Bu bağlamda batı toplumları ile doğu toplumları arasındaki insan yetiştirme modelleri farklılık göstermektedir. Aynı zamanda medeniyeti insan inşa etmektedir. Türk toplumunda ise medeniyetimiz büyük bir sarsıntı geçirdiği için insanımızda bu sarsıntıdan çok büyük oranda etkilenmiş, köklü bir geleneğe ve inanca sahip olan milletimiz gelişmiş toplumların gerisinde kalmıştır.
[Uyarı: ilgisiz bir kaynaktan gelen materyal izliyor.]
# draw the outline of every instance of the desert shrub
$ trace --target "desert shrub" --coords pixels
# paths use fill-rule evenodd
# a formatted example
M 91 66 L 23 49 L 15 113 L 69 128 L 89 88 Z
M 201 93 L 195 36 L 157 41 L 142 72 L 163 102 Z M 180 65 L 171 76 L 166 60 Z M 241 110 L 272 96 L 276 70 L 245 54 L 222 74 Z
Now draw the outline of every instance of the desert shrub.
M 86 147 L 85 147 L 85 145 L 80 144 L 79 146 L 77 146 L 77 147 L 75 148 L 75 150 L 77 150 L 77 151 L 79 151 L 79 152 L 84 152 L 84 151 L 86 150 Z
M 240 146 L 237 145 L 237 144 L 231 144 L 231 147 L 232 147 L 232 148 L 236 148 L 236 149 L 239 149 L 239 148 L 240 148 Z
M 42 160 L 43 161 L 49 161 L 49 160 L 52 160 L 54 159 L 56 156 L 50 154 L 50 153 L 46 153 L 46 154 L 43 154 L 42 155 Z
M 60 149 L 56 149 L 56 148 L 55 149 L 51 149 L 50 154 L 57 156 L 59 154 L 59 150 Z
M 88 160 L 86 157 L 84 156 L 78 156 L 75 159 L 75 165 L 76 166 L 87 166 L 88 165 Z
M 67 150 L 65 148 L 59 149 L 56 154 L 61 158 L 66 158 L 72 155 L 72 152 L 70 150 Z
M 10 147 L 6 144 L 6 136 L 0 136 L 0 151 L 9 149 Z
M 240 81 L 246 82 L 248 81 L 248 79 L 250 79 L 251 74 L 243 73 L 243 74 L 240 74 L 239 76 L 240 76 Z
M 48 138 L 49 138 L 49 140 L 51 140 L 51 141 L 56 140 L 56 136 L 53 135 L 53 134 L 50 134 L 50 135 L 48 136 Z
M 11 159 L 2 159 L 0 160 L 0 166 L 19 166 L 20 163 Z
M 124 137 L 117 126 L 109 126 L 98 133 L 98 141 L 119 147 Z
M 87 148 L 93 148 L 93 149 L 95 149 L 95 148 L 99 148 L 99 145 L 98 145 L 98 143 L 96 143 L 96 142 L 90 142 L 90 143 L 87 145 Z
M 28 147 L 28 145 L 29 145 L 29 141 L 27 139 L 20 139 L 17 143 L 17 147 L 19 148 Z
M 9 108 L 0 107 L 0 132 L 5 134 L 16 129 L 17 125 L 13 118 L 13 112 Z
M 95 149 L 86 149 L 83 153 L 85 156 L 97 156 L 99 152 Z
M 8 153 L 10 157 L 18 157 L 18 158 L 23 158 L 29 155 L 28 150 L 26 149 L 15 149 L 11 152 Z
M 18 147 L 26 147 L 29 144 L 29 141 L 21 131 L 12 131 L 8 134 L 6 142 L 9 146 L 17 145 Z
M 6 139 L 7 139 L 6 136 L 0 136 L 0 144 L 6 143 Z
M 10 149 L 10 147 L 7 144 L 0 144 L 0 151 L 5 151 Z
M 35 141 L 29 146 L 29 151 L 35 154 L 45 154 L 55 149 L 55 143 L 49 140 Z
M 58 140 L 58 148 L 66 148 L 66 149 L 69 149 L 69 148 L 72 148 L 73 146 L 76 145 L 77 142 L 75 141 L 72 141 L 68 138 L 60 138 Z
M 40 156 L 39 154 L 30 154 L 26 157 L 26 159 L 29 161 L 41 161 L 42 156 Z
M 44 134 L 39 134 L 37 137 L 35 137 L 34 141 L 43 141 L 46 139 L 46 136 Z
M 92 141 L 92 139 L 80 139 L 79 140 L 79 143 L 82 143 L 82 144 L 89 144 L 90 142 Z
Bunun çözümü olarak da yıllarca eğitim sistemimiz batı tarafında ortaya konan eğitim anlayışlarını bizde uygulamaya çalışmış dolayısıyla taklitte boğulmuş ve özgünlüğümüzü kaybetmiştir. O zaman insanın aklına şu soru gelmektedir. Biz hem kendi özgünlüğümüzü ortaya koyalım, hem de dünya ile rekabet ederek çocuklarımızı mutlu edelim. Peki biz bunu nasıl yapacağız? Metodumuz nasıl olacak? diye düşündüğümüzde çağın eğitim anlayışına yeniden bakmamız gerekiyor.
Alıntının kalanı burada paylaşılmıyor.